In a previous post, I talked about how organizations are multinational in scope, and talked in some detail about how the need for operations in multiple locations can complicate business operations. Thanks to the interaction of different jurisdictions, business processes often have to differ from location to location. As discussed in that post, this is an area where a process modeling initiative can offer some real benefits by introducing a level of modularity into process definition.
Business processes are, by their nature, automatically affected by operating in multiple jurisdictions, but it turns out that the other layers of the traditional IT stack (business, data, applications, and technology) can also be affected.

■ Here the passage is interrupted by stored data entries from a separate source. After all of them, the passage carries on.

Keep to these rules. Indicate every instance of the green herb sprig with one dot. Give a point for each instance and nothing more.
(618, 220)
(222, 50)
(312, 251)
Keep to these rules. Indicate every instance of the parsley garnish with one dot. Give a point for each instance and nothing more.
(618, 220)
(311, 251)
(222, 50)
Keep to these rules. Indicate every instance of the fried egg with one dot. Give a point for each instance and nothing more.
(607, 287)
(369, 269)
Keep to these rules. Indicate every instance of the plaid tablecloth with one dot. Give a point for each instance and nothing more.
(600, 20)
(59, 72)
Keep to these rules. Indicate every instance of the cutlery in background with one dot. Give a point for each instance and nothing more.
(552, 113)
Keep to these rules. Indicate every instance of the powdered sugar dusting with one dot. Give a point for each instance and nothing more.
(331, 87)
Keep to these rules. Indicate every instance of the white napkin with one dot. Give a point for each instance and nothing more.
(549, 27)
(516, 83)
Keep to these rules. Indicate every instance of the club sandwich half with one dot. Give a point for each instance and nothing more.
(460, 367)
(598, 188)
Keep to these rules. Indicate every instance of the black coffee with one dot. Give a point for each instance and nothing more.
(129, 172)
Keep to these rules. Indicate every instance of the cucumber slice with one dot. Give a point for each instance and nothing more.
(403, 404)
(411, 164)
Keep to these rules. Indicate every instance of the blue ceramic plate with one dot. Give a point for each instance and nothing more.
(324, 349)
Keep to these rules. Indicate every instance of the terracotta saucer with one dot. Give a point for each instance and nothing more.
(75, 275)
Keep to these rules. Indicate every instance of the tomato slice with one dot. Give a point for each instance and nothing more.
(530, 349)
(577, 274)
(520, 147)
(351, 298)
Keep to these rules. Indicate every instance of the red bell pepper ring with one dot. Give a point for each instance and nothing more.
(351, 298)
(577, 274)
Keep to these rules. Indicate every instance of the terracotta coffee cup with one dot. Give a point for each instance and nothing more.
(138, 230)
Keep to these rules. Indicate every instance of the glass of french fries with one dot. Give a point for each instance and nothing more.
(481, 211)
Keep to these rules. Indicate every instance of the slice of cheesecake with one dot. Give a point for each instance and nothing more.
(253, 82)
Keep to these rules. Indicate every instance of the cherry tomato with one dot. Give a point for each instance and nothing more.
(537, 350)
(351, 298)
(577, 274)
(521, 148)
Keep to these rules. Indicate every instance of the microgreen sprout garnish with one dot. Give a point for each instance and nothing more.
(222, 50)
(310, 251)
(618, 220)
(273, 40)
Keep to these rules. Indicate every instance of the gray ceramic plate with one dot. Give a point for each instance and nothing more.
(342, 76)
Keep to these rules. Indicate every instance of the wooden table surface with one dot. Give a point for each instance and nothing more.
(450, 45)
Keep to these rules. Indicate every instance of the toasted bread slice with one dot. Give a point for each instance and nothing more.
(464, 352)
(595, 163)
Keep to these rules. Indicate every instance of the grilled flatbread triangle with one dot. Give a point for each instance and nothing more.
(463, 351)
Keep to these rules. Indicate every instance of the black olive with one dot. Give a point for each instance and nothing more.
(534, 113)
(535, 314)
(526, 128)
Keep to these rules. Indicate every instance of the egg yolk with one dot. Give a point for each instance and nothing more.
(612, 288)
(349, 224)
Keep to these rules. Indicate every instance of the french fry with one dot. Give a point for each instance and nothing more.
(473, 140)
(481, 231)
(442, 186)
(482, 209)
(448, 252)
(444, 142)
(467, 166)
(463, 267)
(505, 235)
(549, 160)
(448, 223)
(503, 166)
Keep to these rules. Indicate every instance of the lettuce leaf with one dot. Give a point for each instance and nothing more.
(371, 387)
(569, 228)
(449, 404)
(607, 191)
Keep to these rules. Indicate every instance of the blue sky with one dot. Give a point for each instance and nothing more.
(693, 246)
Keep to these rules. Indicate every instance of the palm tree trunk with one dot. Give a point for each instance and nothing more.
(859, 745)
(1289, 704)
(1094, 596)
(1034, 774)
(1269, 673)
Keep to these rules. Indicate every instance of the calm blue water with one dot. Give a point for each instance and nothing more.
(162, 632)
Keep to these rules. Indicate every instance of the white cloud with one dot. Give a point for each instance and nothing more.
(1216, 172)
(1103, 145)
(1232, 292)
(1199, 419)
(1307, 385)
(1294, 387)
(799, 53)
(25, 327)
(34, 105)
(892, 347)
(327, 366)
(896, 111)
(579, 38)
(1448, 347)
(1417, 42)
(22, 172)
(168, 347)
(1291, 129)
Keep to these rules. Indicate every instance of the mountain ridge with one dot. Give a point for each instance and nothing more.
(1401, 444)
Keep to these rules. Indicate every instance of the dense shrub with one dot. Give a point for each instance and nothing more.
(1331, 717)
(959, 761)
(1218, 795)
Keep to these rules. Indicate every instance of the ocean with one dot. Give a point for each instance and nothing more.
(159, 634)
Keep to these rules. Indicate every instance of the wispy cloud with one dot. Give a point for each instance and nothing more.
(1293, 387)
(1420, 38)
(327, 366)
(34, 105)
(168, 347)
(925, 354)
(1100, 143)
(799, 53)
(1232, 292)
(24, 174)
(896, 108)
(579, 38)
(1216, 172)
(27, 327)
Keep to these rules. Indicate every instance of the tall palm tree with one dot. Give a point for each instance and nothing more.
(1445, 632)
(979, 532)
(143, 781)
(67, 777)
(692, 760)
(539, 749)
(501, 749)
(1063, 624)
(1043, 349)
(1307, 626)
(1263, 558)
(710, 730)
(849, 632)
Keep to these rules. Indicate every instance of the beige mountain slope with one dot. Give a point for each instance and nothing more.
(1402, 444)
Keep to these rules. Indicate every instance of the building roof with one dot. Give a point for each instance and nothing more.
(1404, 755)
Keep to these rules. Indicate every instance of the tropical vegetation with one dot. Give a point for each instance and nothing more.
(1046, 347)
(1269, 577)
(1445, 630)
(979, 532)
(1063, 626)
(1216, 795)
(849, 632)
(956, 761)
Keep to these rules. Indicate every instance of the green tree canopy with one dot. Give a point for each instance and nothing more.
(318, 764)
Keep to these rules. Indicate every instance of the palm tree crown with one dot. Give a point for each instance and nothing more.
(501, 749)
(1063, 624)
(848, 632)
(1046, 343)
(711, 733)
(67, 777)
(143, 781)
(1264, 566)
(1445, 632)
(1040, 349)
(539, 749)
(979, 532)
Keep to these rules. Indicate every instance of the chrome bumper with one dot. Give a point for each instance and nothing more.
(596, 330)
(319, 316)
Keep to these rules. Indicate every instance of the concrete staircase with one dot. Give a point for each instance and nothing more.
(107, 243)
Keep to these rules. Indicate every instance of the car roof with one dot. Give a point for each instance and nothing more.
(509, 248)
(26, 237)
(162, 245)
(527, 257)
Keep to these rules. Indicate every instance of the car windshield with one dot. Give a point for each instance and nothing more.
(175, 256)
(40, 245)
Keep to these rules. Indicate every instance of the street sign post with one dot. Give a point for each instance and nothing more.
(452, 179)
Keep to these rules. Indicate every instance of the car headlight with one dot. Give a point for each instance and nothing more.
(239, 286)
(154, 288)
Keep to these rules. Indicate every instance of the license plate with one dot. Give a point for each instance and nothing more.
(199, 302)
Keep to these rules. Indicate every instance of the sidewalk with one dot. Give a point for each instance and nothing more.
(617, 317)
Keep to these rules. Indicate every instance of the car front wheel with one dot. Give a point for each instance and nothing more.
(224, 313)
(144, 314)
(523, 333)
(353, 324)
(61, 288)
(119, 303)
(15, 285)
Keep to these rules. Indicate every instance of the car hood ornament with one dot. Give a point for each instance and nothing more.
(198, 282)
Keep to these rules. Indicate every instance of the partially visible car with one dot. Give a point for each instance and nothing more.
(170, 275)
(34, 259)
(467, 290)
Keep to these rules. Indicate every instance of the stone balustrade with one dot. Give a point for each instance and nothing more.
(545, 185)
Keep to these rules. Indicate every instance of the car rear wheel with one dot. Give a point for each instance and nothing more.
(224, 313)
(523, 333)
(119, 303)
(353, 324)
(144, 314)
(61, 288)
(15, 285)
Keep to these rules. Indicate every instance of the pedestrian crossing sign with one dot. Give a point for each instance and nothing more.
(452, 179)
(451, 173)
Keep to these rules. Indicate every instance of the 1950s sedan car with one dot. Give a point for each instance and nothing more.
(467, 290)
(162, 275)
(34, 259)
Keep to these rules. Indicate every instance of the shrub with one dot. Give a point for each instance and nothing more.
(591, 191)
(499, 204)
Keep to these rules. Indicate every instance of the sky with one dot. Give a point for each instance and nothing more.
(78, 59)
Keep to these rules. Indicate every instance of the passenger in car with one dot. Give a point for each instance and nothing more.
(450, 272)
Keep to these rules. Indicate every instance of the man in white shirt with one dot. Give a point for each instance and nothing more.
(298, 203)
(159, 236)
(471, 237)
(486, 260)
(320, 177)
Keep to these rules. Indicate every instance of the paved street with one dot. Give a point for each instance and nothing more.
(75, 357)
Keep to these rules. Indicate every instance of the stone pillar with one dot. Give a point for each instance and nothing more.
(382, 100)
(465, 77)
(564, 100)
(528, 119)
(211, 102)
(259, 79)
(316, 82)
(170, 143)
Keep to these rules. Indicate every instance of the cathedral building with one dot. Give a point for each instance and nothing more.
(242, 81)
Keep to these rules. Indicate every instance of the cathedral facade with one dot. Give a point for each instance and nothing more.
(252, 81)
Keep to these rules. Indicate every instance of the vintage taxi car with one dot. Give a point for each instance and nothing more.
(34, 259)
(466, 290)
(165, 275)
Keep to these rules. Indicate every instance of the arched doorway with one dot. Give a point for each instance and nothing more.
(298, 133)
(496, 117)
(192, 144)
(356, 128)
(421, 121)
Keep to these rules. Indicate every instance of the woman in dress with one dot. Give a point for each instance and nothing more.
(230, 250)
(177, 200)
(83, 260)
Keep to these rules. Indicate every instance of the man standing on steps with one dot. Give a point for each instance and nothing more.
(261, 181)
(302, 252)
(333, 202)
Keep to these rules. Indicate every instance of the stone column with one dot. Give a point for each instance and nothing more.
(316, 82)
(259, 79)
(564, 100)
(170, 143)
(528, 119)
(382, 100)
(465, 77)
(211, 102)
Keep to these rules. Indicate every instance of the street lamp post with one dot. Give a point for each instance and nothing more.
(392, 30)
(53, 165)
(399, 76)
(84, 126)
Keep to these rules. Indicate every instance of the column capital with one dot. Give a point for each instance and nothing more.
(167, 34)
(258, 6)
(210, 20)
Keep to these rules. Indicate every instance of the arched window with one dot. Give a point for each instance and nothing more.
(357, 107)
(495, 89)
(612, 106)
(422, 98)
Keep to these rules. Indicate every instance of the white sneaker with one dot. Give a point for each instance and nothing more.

First of all, and probably the most pressing of these other cases, is the question of data. Those who have been following the tech news are probably aware of the recent disputes between the EU and the US regarding safe harbor provisions. Operating in different jurisdictions raises knotty questions about where data is stored and who can access it, as well as which national or supranational regulations (note the plural) apply to that particular data store.
So this is an area where the appropriate use of data modeling can be extremely useful in untangling the problem. By mapping data to locations, and locations to legislation, it becomes possible to analyze cases where international data treaties need to be taken into account.
A second area where multinational operations can come to complicate matters is when an organization hosts applications in multiple locations. This becomes an issue in several ways. First of all, there is the question of downtime. Organizations that still manage their own datacenters often schedule upgrades and downtime during the ‘quiet’ period outside of office hours. This works fine when everyone works the same office hours, but not so well when different groups are in different time zones.
So the second case where modeling is useful in dealing with multinational operations is to address this issue. If we start by mapping user groups to the locations that they are in (with the time zone of the location being an attribute), and then mapping the user groups to the application instances that the user group uses, it becomes possible to extract a spanning set of what times a particular application instance. This does require that you model the application instances themselves rather than just the applications… but then the purpose of modeling is to gain insight.
This description serves to introduce the final way in which I seen modeling help with the challenges of multinational operation. As an organization expands to offices around the globe and confronts the problem of user groups working in different time zones, the CIO will naturally turn their mind to whether the organization needs to open new data centers in other locations. But of course this requires the need to balance the increased operating costs with maintaining availability of systems. So this becomes our final case where creating a model of the proposed new deployment enables a much more accurate estimation of costs and benefits, leading to better decision making.